115. Als der Redner Kineas, welcher von Pyrrhos als Gesandter nach Rom geschickt worden war, bei seiner Rückkehr von dort nach dem Glanz der Stadt Rom und anderem befragt wurde, antwortete er, er habe die Vaterstadt vieler Könige gesehen, indem er damit andeutete, dass alle Römer solche Männer seien, wie er selbst (Pyrrhos) bei den Hellenen seiner Vorzüge wegen geschätzt würde.
116. Wessen Selbstvertrauen unvermutet geschmäht wird, der verliert auch an leiblicher Stärke.

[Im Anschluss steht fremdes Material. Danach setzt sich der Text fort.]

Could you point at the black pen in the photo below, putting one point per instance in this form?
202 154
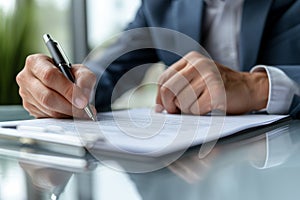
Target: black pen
62 62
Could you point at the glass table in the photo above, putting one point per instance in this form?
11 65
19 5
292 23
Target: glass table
265 166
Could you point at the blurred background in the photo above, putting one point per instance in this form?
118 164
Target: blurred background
79 25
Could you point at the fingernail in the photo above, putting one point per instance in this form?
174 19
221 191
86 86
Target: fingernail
159 108
80 103
87 92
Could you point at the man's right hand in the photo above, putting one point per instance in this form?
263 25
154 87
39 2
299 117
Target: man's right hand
47 93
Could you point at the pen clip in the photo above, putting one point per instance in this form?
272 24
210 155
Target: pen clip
68 63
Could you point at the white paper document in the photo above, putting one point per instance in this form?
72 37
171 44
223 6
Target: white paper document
136 131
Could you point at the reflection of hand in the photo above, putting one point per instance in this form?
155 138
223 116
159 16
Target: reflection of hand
197 85
49 179
192 168
47 93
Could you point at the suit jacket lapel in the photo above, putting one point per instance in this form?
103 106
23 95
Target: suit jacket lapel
189 24
253 21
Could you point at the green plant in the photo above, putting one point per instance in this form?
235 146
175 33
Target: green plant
16 33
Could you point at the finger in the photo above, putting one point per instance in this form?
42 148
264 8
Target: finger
34 111
189 95
173 69
44 70
170 89
159 106
85 79
203 104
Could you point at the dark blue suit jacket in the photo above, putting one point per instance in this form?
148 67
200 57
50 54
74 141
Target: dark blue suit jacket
270 35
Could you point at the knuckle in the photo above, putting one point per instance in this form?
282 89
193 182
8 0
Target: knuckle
20 78
26 106
46 99
48 76
192 53
164 90
55 114
68 92
22 92
31 60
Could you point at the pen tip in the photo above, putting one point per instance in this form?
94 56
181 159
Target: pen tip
46 37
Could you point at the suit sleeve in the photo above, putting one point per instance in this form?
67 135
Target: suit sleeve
128 56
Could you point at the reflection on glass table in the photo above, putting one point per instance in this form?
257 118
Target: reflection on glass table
261 166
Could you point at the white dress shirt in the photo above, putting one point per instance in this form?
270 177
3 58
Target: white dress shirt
221 29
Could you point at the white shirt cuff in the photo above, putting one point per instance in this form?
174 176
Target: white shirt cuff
278 148
281 89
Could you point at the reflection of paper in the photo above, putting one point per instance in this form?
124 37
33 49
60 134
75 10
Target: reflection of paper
145 132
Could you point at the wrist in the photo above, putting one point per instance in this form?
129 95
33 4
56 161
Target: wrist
258 85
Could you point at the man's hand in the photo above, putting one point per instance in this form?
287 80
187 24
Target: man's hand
47 93
197 85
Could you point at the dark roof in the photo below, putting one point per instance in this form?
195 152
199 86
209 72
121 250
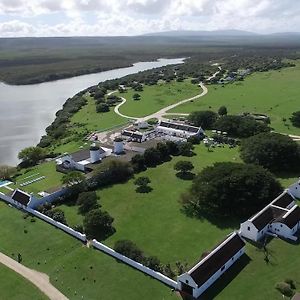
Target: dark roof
292 218
267 216
178 126
133 134
21 197
81 155
284 200
215 261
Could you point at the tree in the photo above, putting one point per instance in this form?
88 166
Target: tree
32 155
138 163
184 168
73 178
87 201
240 126
222 111
231 190
273 151
205 119
102 107
142 183
152 157
295 119
129 249
6 172
136 97
98 224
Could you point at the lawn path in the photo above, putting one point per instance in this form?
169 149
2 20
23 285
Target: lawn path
40 280
159 114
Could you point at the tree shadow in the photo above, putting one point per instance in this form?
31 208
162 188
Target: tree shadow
144 189
185 175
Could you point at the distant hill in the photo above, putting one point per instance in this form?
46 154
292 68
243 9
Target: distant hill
204 33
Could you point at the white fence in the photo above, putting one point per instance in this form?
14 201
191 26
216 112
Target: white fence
135 264
59 225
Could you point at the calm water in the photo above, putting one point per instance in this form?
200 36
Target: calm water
25 111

Pyrrhos ließ Decius sagen, dass es ihm, wenn er dies vorhätte, d.h. ohne gefangen zu werden, sich töten zu lassen, es ihm nicht gelingen werde, und er fügte die Drohung hinzu, dass er, wenn er lebendig gefangen werde, eines schimpflichen Todes sterben müsse. Die Konsuln erwiderten, dass sie einer solchen Tat nicht bedürften, denn auf jeden Fall würden sie auch ohne eine solche Tat mit Pyrrhos fertig werden.

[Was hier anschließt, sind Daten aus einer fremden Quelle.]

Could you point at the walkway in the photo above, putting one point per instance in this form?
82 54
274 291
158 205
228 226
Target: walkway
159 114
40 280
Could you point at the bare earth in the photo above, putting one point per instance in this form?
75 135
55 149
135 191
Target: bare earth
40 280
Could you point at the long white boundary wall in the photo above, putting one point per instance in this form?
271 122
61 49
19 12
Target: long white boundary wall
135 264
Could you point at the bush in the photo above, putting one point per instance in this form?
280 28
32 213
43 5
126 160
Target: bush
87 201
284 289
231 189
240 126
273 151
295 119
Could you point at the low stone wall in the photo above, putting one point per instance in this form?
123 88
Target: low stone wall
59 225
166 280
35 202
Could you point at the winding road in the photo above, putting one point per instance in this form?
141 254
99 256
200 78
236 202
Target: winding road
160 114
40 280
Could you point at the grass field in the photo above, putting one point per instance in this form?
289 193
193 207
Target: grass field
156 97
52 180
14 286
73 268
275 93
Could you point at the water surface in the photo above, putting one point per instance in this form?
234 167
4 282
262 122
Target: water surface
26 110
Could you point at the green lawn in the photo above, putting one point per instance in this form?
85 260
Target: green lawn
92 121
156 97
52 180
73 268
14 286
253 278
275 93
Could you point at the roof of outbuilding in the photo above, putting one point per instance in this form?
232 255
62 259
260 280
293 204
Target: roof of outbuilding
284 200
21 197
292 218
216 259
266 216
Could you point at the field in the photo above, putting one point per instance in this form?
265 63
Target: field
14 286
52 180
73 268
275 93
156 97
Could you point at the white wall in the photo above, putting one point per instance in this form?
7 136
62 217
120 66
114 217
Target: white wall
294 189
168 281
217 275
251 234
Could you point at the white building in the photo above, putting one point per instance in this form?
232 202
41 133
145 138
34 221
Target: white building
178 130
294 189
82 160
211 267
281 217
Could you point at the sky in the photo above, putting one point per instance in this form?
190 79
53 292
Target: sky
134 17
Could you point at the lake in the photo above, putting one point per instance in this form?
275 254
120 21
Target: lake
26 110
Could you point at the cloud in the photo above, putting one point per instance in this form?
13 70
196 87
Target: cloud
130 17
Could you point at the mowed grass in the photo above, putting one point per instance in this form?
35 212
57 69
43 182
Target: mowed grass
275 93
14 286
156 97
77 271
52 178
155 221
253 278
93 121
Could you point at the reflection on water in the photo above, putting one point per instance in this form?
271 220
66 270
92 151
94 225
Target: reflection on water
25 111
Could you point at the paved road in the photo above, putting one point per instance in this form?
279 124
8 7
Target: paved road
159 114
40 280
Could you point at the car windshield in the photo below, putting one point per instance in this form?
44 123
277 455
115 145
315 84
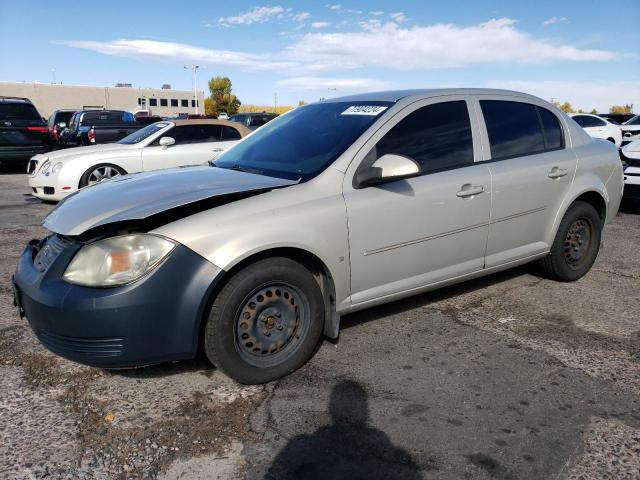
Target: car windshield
302 143
139 135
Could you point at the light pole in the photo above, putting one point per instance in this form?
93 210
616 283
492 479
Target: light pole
194 83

117. Als die Lager des Fabricius und des Pyrrhos einander gegenüberstanden, kam bei Nacht ein Arzt oder ein höherer Hofbeamter des Königs zu Fabricius und erbot sich, Pyrrhos durch Gift aus dem Wege zu schaffen, wenn er von ihm eine gewisse Geldsumme erhalten würde. Fabricius aber verabscheute das Anerbieten und schickte ihn Pyrrhos gebunden zu. Pyrrhos soll, voll Bewunderung über diese Tat, ausgerufen haben: »Dies ist Fabricius und kein anderer, den man schwerer von seiner angestammten Tugend als die Sonne von ihrer gewohnten Bahn abbrächte. Pyrrhos aber wurde, nachdem er alles aufs Spiel gesetzt hatte, gänzlich besiegt.